Mr Jassy has long been known to be skeptical of remote work, but Amazon employees were allowed to work from home two days a week.
Amazon’s push to bring workers back to the office has been a source of controversy at the company, which employs more than 1.5 million people worldwide in full-time and part-time roles.
Workers at its Seattle headquarters staged a protest last year as the company tightened a full telecommuting allowance that was put in place during the violence.
Amazon then fired the organizer of the protest, leading to claims of unfair retaliation, a dispute that has been raised with labor officials.
In his message on Monday, Mr Jassy said he was concerned that Amazon – which has long prided itself on maintaining the resilience of a startup while growing into a tech giant – is seeing its corporate culture diluted by flexible work and more management. layers.
Mr Jassy, who will succeed founder Jeff Bezos as chief executive in 2021, said he had created a “bureaucracy mailbox” for employees to complain about unnecessary rules and the company is asking management to restructure so that managers look after more people.
Amazon said those changes could lead to job cuts
In addition to returning to the office five days a week, Amazon said it will be hot-desking in the US.
The company said that employees can still work from home in unusual situations, such as a sick child or domestic emergencies, as was the case before the pandemic.
But without them being released, Mr Jassy said: “What we expect is that people will be in the office without excusing circumstances”.

Remote working increased during the pandemic.

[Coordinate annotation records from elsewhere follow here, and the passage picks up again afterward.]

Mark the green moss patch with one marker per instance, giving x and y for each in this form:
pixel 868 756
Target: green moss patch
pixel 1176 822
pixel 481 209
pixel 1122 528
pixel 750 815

Many companies began to recall workers in 2022, but the return was not complete.
As of this summer, about 12% of full-time workers in the US were completely remote and another 27% reported having mixed work policies, according to a monthly survey by economists Jose Maria Barrero, Nicholas Bloom, and Steven J Davis.
Bank executives such as JP Morgan’s Jamie Dimon have been among the most vocal figures to criticize remote work and are likely to call for full-time office presence.
But the attitude has spread to other industries, with UPS and Dell reminding workers to return to the office full time this year.
In his written statement, Mr Jassy said Amazon’s experience with moving to a hybrid policy had “reinforced our belief in the benefits” of working in person.
But Prof Bloom, a professor at Stanford, said he did not think the announcements were a sign of a wider shift in workplace policies, saying his data had found that time spent in the office had been stable for more than a year.
“For every high-profile company that cancels work at home, there are others that seem to be expanding – they just don’t get media coverage,” he said.